O impasse na Catalunha.

Luís Menezes Leitão, 03.11.17

Agora o PP catalão, perante a perspectiva, cada vez mais sólida, de os independentistas voltarem a ter maioria na Catalunha, pede para nesse caso se voltar a aplicar o art. 155. Espanha começa a parecer-se cada vez mais com o Chile dos anos 70 em que se avisou que, se Allende ganhasse, seriam as últimas eleições, como de facto aconteceu durante vinte anos.

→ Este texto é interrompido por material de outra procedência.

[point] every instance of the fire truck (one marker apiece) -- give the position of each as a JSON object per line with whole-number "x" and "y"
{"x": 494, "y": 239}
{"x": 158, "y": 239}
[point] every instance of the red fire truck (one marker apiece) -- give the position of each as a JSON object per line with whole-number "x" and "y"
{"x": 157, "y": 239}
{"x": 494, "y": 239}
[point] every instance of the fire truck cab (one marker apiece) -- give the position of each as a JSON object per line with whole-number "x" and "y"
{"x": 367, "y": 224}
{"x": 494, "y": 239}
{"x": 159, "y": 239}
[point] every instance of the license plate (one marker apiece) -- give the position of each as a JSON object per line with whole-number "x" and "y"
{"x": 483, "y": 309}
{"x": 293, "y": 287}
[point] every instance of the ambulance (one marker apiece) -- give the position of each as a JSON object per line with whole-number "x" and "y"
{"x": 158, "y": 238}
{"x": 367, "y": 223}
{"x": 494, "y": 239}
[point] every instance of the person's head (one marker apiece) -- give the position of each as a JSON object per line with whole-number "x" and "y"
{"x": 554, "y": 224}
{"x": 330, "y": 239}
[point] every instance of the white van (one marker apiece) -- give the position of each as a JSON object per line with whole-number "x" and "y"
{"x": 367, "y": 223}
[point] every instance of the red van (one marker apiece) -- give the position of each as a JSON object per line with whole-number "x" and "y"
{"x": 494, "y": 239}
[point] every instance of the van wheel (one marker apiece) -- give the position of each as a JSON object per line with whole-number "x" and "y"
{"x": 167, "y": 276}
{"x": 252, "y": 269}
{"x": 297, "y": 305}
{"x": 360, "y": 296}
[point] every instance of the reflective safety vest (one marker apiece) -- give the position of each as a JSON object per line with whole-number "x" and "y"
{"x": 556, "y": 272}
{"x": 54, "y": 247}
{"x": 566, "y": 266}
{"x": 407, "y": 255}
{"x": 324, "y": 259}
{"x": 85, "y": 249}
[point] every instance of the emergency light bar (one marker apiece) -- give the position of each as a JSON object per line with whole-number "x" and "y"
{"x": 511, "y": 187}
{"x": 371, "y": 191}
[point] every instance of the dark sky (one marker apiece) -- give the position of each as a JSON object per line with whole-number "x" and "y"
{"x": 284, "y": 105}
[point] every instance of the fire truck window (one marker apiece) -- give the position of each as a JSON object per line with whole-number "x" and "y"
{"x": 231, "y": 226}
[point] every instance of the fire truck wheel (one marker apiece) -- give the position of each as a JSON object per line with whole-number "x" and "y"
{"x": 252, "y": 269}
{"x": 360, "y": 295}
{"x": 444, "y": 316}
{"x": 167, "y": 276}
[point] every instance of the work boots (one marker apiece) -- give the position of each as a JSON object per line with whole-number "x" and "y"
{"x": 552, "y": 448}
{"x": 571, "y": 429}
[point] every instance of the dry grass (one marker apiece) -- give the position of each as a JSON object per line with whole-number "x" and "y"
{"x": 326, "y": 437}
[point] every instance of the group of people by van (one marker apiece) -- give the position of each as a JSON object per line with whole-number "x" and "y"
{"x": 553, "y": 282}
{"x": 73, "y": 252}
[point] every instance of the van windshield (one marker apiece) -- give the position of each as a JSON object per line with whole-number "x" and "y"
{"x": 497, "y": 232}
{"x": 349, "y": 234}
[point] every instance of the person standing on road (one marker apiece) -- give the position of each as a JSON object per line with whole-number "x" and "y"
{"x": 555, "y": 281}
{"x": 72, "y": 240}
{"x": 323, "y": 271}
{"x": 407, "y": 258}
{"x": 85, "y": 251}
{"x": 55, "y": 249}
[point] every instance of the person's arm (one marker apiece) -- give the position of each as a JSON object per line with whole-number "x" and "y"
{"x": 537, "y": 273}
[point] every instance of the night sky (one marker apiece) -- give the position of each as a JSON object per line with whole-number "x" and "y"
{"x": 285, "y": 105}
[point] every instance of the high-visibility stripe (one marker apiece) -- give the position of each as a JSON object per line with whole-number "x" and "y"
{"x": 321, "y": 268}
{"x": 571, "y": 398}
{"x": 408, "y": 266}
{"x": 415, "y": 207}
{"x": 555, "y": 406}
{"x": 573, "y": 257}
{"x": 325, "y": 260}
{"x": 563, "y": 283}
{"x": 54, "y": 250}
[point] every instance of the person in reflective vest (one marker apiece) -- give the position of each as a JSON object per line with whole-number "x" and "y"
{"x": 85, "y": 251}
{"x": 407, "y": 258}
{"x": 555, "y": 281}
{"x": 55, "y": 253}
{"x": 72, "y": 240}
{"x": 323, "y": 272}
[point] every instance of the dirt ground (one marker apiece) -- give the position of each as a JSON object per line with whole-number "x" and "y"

Entretanto, hoje Nuno Garoupa dá uma excelente entrevista que diz duas coisas óbvias, que só os fanáticos persistem em não querer ver. A primeira é a de que o sistema judicial espanhol está politizado e desprestigiado há muitos anos. A segunda é a de que "só há uma saída para isto. O Estado espanhol e a União Europeia têm de, dentro do seu Estado de Direito, reconhecer a possibilidade de a Catalunha referendar a independência". As questões políticas resolvem-se politicamente, não se resolvem com prisões por delito de opinião.

Delito de opinião.

Luís Menezes Leitão, 02.11.17

Não consigo compreender como é possível mandar para a prisão os governantes de um governo deposto pelo simples facto de terem executado o programa com que se apresentaram a eleições, as quais lhes deram a maioria no parlamento. Em Espanha neste momento há processos com acusações por penas gravíssimas e medidas de coacção desproporcionadas apenas por simples delito de opinião. Estes governantes estão presos porque não se consideram espanhóis e quiseram que a sua região fosse independente. E já agora, alguém acredita que as eleições convocadas ao abrigo do art. 155 vão ser realizadas adequadamente quando os líderes independentistas são previamente sujeitos à prisão ou ao exílio? Fala-se tanto nos regimes ditatoriais do leste da Europa e assiste-se sem uma palavra a estas coisas aqui mesmo ao lado.